Truck maker Hino is grounded in rich tradition as it eyes sales boost
Hino celebrated its 75th anniversary last year and its history goes beyond just trucks
Hino has been in SA since 1972 and has always been a strong competitor in the truck market. The company has big plans to accelerate its strategy here including a mission to become the top-selling truck brand through expansion of its model range with new models and entry into new segments.

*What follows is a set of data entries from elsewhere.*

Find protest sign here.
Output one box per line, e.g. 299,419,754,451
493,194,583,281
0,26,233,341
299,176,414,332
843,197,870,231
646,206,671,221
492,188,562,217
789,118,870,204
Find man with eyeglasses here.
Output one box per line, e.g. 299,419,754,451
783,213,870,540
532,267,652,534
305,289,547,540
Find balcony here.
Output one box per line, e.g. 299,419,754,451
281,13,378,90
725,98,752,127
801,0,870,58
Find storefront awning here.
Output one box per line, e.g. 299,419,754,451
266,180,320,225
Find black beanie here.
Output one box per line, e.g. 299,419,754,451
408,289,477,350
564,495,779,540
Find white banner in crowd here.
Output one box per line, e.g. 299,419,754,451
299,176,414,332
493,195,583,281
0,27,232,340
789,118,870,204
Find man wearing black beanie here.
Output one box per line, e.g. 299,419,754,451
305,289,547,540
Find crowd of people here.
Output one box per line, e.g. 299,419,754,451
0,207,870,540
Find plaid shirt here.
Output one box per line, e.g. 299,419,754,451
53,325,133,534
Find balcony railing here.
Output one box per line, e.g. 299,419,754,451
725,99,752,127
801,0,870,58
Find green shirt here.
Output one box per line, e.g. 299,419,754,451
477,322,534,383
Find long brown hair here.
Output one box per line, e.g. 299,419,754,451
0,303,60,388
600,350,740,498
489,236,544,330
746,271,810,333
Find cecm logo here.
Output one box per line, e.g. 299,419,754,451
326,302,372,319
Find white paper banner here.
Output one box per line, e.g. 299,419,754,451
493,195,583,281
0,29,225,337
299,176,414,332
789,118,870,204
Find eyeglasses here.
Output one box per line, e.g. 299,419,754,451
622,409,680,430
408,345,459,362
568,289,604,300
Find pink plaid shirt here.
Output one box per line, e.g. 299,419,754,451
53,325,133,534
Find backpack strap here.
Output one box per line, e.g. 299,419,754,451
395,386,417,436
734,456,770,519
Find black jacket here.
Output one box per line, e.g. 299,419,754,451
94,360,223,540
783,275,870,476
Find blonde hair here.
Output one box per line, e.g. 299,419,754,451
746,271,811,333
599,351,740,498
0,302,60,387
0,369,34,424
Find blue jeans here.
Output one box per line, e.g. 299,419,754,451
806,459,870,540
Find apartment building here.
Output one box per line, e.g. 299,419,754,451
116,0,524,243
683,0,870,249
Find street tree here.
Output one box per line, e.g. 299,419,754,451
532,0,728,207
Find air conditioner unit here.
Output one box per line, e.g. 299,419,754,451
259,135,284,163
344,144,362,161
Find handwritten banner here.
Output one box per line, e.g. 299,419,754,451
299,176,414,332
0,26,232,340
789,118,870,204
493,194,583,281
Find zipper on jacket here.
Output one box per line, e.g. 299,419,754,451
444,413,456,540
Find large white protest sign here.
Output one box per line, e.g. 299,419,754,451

Many people are unaware of the history of the brand, which falls under the umbrella of Toyota. It started out as the Tokyo Gas Electric Engineering Company (Gasuden) in 1917.
Isamu Hoshiko, who is considered the father of the Hino brand, had joined this company as its technical officer for automobile development, and in that year it produced the first local trucks in Japan that went on sale to the public.
Working with the Ministry of Commerce and Industry, Gasuden developed a range of standard trucks under the Isuzu brand name in 1932.
The corporate name was changed to Tokyo Automobile Industry in 1937 and to Diesel Motor Company in 1941.
Its factory was in the Hino area of Tokyo.
The following year Diesel Motor Industry, which was making Isuzu trucks, was split off from a new entity, named Hino Heavy Industries, and the Hino truck brand was born, based at the Hino City factory.
The 75th anniversary of Hino as a standalone truck band was celebrated in 2017.
What many people have been unaware of, including us previously here at Motor News, is that Hino even made a brief sortie into building and selling cars in 1953, starting with a tie-up with Renault.
It later developed its own range of cars, called Hino Contessa, and a bakkie, the Briska.
The company, which was renamed Hino Motors in 1959, set up a business partnership with Toyota that included building Hilux bakkies. The company stopped building cars under its own name in 1967, but continues contract assembly for Toyota at its Hamura plant, with Toyota models made there currently being the Land Cruiser Prado and Dyna light truck.
Hino’s own focus has been on designing and making trucks and buses since 1967. It became a subsidiary of Toyota Motor Corporation in 2001 and its cumulative unit sales reached 3-million units in 2009.
Over the years it has made many important technological advances, the most noteworthy being production of the world’s first diesel-electric bus, the Hybrid Inverter-controlled Motor and Retarder in 1991 — six years before Toyota launched its Prius hybrid passenger car.
It also entered the Dakar Rally for the first time that year and has continued to do so every year since then.
It developed the world’s first engine equipped with electronically controlled, common rail fuel injection — the J08C — in 1995. Another breakthrough came in 2010 when several of its buses using fuel cells went into service on Tokyo airport routes.
Diesel-electric hybrid powertrains have been expanded to include trucks and by 2012 more than 10,000 Hino hybrids had been sold, while a full electric Poncho bus went into pilot service that same year.
The company has put increasing focus on exports in recent years and in 2007 the cumulative total of its vehicles exported from Japan, either built up or in kits, exceeded 1-million units. The number of exports also exceeded sales on the Japanese domestic market for the first time in 2007.
It now exports its trucks and buses to more than 90 countries worldwide and operates four plants in Japan as well as several full-scale manufacturing facilities in other countries, including Thailand, Pakistan, China and the US.
In addition, it exports semi-knocked-down or knocked-down kits to several other countries for local assembly, including SA, where it began assembly of the new 500 Wide Cab variants in 2017.